The problems of climate change, migration, food security, terrorism and cybercrime were international in nature, he said, stressing that “no single country can tackle them in isolation”. Instead of becoming more inward-looking, nations should take a step outwards. Beginning in January 2018, the Netherlands would take its seat on the Security Council, having shared its term with Italy. “This shared arrangement is a good example of European partnership,” he said, calling for more such cooperation. On the Council, the Netherlands would pursue the priorities of a strong United Nations in a secure and sustainable world, working in a transparent way to achieve them.
Expressing support for United Nations reform, he called on all Member States to work towards a more effective and efficient Organization with better cooperation between its various agencies. On the issue of security, he said the key word was “prevention”, which deserved more attention at the early stages of conflict. That was already happening in the United Nations Multidimensional Integrated Stabilization Mission in Mali (MINUSMA), in which the Netherlands participated, where intelligence was being used to carry out long-range reconnaissance missions. “This way we can anticipate conflict, instead of waiting for it to come our way,” he said, adding that MINUSMA could be a model for future missions.
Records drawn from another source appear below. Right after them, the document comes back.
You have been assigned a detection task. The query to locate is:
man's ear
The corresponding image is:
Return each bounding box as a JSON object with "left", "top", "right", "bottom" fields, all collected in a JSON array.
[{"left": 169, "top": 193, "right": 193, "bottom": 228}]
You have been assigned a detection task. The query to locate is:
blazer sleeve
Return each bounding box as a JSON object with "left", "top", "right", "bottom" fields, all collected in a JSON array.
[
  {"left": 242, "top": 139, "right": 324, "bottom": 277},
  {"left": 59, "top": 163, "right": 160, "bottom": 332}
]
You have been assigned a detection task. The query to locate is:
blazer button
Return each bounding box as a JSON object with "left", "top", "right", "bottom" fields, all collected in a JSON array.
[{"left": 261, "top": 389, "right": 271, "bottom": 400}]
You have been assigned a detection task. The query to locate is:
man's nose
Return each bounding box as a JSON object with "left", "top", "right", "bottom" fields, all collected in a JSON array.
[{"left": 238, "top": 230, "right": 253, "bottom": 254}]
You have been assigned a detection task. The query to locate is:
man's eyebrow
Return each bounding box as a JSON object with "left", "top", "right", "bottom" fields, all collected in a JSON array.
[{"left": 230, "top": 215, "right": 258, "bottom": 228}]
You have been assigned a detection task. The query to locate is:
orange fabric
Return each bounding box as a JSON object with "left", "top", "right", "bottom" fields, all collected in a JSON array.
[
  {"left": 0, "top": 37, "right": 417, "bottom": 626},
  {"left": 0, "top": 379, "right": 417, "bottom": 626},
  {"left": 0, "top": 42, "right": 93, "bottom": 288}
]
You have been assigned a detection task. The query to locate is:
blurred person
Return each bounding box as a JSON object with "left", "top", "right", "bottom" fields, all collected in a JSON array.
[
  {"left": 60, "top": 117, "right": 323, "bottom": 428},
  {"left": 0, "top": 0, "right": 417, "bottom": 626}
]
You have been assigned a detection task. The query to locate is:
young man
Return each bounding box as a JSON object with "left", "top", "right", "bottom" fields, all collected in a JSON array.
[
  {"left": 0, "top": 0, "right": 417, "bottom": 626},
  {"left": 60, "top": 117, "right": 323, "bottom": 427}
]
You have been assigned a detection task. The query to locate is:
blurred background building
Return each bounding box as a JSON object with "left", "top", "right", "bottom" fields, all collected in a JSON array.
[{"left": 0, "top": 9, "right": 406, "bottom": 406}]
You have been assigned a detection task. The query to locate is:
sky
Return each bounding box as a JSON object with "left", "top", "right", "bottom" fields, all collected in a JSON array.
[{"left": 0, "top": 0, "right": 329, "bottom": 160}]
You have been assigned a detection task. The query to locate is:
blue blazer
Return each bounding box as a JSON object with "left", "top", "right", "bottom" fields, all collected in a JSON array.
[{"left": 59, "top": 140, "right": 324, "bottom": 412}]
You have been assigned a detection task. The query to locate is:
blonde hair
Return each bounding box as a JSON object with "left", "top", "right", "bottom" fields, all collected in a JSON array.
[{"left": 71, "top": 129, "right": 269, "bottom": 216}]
Turning to counter-terrorism, he said the United Nations was the prime forum for global norm-setting and international cooperation on that issue. Such challenges tied in with the Netherland’s priority focus on sustainability. The 17 Sustainable Development Goals preceded all other issues as the “ultimate prevention agenda”, addressing the causes of instability and conflict. Investing in human dignity, poverty eradication, climate resilience and economic and social progress would reduce the incidence of conflict. “This Hall, this building, all of you, represent one of the greatest achievements of mankind,” he said, noting that the United Nations bore a heavy responsibility in today’s turbulent times. “The United Nations needs to prove its worth more than ever.”